40/01 Verwaltungsverfahren;
90/02 Führerscheingesetz;
90/02 Kraftfahrgesetz;

Norm

AVG §58 Abs2;
AVG §59 Abs1;
FSG 1997 §24 Abs3;
FSG 1997 §25 Abs3;
FSG 1997 §26 Abs1 Z3;
FSG 1997 §26 Abs8;
KFG 1967 §73 Abs2a impl;

Betreff

Der Verwaltungsgerichtshof hat durch den Vorsitzenden Senatspräsident Dr. Leukauf und die Hofräte Dr. Waldner, Dr. Bernard, Dr. Graf und Dr. Gall als Richter, im Beisein der Schriftführerin Mag. Zeller, über die Beschwerde des M in W, vertreten durch Dr. Charlotte Bauer-Nusko, Rechtsanwältin in 1030 Wien, Salesianergasse 1b, gegen den Bescheid des Landeshauptmannes von Wien vom 7. April 1998, Zl. MA 65-8/112/98, betreffend Anordnung einer begleitenden Maßnahme gemäß FSG, zu Recht erkannt:

Spruch

Der angefochtene Bescheid wird wegen Rechtswidrigkeit seines Inhaltes aufgehoben.

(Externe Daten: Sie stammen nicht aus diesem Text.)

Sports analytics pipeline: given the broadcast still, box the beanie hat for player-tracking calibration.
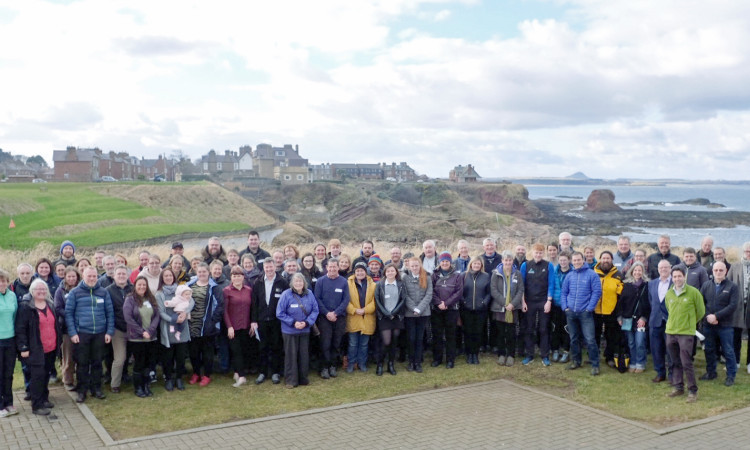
[367,253,383,267]
[60,241,76,255]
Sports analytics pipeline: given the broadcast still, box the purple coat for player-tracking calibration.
[122,294,160,341]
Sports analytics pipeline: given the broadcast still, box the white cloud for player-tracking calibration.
[0,0,750,178]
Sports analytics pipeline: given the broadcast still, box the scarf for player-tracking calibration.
[161,283,178,300]
[503,268,513,323]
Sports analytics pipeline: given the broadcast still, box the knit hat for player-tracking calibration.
[367,253,383,267]
[60,241,76,255]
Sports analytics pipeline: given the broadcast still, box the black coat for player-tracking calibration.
[615,281,651,320]
[16,301,62,366]
[250,275,289,322]
[701,279,740,327]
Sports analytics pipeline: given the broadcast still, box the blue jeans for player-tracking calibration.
[348,331,370,370]
[703,323,737,379]
[565,309,599,367]
[623,323,646,369]
[649,323,674,380]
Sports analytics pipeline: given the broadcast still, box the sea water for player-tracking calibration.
[525,184,750,248]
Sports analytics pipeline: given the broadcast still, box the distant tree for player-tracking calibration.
[26,155,49,167]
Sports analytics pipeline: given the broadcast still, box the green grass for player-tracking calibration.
[57,342,750,439]
[0,183,253,249]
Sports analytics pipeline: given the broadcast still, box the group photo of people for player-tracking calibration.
[0,231,750,417]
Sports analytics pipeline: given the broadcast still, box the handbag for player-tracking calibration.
[295,295,320,336]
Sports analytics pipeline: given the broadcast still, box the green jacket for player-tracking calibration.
[664,283,706,336]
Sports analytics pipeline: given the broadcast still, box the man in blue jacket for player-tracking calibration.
[315,258,356,379]
[65,266,115,403]
[560,252,602,375]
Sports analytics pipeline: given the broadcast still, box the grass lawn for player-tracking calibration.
[29,342,750,440]
[0,183,268,249]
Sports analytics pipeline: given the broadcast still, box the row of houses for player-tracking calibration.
[53,144,428,184]
[52,147,175,181]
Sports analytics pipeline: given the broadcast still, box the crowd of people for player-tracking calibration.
[0,231,750,417]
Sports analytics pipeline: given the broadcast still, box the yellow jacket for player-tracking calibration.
[594,263,623,315]
[346,275,375,335]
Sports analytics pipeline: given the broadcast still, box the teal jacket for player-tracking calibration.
[0,286,18,339]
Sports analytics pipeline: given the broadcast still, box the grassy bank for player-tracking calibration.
[0,183,273,249]
[58,342,750,439]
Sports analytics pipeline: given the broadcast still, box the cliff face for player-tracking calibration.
[453,183,542,219]
[583,189,622,212]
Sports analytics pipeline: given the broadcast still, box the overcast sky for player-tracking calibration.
[0,0,750,179]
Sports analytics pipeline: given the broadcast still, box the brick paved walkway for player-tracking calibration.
[0,380,750,450]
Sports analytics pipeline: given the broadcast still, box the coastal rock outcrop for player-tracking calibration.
[583,189,622,212]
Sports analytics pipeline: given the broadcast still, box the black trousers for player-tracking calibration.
[496,321,516,358]
[229,330,253,377]
[284,333,310,386]
[161,342,189,379]
[430,308,459,361]
[253,319,284,375]
[550,305,570,351]
[318,315,346,369]
[0,344,16,409]
[189,336,216,377]
[130,341,159,377]
[73,333,104,393]
[28,350,57,410]
[594,313,622,361]
[461,310,493,355]
[524,302,550,358]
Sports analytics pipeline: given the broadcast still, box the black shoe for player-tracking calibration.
[31,408,50,416]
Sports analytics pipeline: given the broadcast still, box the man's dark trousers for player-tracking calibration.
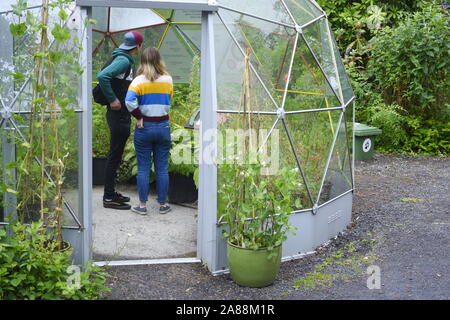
[104,106,131,197]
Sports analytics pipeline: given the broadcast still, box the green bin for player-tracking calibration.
[354,122,382,160]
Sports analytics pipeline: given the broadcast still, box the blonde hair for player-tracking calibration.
[137,47,169,82]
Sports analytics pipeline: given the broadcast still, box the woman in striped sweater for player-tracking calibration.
[125,48,173,215]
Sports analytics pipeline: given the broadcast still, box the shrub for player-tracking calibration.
[0,222,109,300]
[367,8,450,121]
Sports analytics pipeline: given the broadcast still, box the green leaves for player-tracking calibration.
[9,23,27,37]
[0,222,109,300]
[218,163,298,249]
[11,0,28,17]
[52,25,70,42]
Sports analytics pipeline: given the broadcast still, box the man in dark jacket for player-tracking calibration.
[97,31,144,210]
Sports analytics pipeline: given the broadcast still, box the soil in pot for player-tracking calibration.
[227,242,281,288]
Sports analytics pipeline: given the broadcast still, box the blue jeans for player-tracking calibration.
[134,120,172,203]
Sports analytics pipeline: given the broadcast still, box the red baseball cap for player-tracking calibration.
[119,31,144,50]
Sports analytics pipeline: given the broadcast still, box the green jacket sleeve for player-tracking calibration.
[97,56,131,102]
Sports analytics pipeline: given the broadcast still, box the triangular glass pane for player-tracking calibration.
[345,102,355,185]
[151,9,175,21]
[284,0,323,26]
[217,0,295,26]
[285,110,342,200]
[92,32,117,75]
[217,10,296,106]
[92,7,109,32]
[112,24,167,52]
[172,10,202,23]
[160,27,193,83]
[175,24,202,53]
[319,115,352,205]
[215,19,277,112]
[109,8,166,32]
[0,15,17,109]
[217,113,311,217]
[284,37,341,111]
[303,19,343,106]
[327,22,355,104]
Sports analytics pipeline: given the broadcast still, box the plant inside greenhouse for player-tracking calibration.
[0,0,354,284]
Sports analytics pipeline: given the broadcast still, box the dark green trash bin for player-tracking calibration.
[354,122,382,160]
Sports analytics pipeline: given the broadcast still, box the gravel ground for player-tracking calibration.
[103,154,450,300]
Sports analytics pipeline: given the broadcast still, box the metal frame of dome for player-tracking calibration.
[0,0,355,274]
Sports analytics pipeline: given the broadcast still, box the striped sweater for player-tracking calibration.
[125,75,173,122]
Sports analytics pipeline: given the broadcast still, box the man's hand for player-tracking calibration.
[109,99,122,111]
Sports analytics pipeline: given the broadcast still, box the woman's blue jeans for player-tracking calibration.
[134,120,172,203]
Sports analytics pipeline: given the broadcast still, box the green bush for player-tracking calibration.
[346,7,450,155]
[92,102,109,158]
[317,0,436,52]
[0,222,109,300]
[367,7,450,121]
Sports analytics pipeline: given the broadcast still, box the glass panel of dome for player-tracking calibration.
[284,37,341,111]
[303,19,343,106]
[220,10,296,106]
[172,10,202,23]
[217,0,295,26]
[285,110,342,201]
[160,27,193,82]
[283,0,323,26]
[319,114,352,204]
[214,18,277,112]
[109,8,165,32]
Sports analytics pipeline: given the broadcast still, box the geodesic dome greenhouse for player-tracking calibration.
[0,0,354,273]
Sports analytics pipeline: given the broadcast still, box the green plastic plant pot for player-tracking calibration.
[227,242,281,288]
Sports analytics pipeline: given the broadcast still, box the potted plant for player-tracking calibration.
[218,162,298,287]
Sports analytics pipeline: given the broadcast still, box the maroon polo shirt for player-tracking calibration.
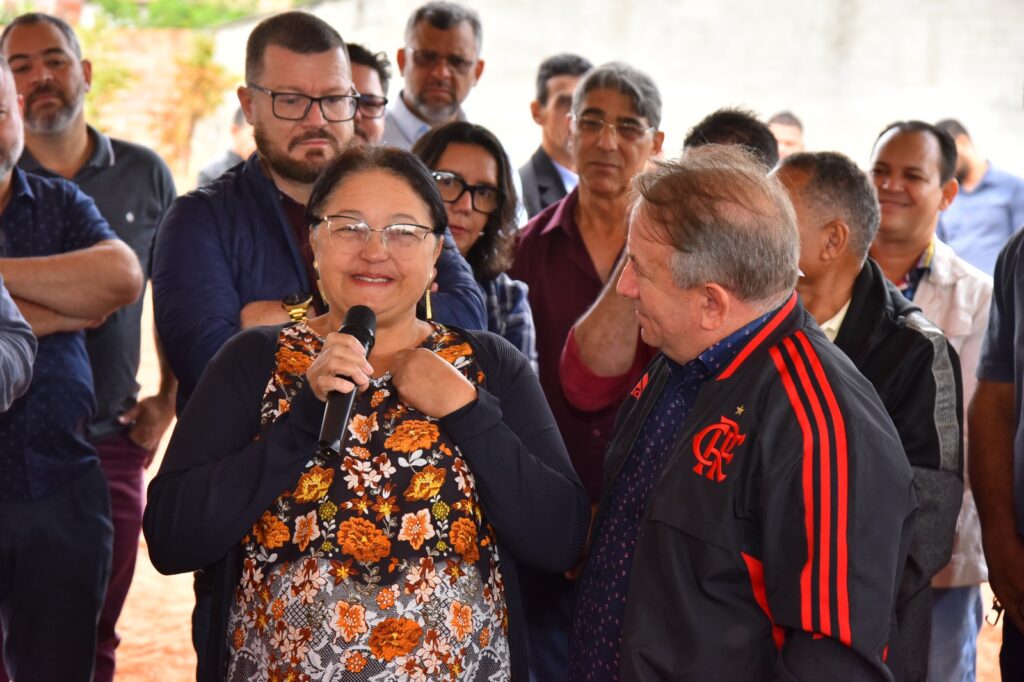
[509,189,625,503]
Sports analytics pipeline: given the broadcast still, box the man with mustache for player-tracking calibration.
[384,1,483,150]
[0,13,176,680]
[153,11,486,409]
[0,49,142,681]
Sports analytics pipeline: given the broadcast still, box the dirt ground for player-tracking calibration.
[108,294,1001,682]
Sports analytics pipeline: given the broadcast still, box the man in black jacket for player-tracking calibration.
[777,153,964,680]
[569,145,915,680]
[519,53,594,218]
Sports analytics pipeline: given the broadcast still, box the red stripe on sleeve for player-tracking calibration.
[796,332,853,646]
[716,292,797,381]
[739,552,785,649]
[782,339,833,637]
[769,348,814,632]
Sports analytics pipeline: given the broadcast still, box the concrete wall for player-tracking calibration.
[195,0,1024,184]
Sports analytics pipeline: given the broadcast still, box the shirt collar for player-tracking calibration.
[18,126,116,175]
[389,90,466,142]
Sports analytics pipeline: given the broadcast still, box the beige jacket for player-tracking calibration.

Der Bund ist schuldig, dem Beschwerdeführer Aufwendungen in der Höhe von S 15.000,-- binnen zwei Wochen bei sonstiger Exekution zu ersetzen.

Begründung

Mit Bescheid der Bundespolizeidirektion Wien vom 25. November 1997, abgeändert mit Bescheid vom 14. Jänner 1998, wurde die dem Beschwerdeführer für Kraftfahrzeuge der Klassen B, C, E, F und G erteilte Lenkberechtigung gemäß § 24 Abs. 1 Z. 1 FSG entzogen und gemäß § 26 Abs. 1 Z. 3 FSG (idF BGBl. I 1998 2) festgesetzt, daß die Entziehungszeit drei Monate ab Abnahme des Führerscheines (welche am 17. November 1997 erfolgt war) betrage. Am 18. Februar 1998 wurde der Führerschein an den Beschwerdeführer (zu Handen einer Vertreterin) wieder ausgefolgt. In der Folge erließ die Bundespolizeidirektion Wien einen mit 20. Februar 1998 datierten Bescheid, dessen Spruch wie folgt lautete:

"Die Bundespolizeidirektion Wien-Verkehrsamt ordnet gemäß § 26 Abs. 8 Führerscheingesetz 1997 an, daß Sie sich binnen vier Monaten ab Zustellung dieses Bescheides, einer begleitenden Maßnahme im Sinne des § 24 Abs. 3 FSG 1997 zu unterziehen haben."

Mit dem angefochtenen Bescheid der belangten Behörde vom 7. April 1998 wurde der dagegen vom Beschwerdeführer eingebrachten Berufung keine Folge gegeben, der Erstbescheid jedoch dahin abgeändert, daß die Frist, innerhalb welcher sich der Beschwerdeführer einer begleitenden Maßnahme zu unterziehen habe, mit Zustellung des Berufungsbescheides beginne.

Dagegen richtet sich die vorliegende Beschwerde, mit der der Beschwerdeführer die kostenpflichtige Aufhebung des angefochtenen Bescheides wegen Rechtswidrigkeit seines Inhaltes, in eventu wegen Rechtswidrigkeit infolge Verletzung von Verfahrensvorschriften, beantragt.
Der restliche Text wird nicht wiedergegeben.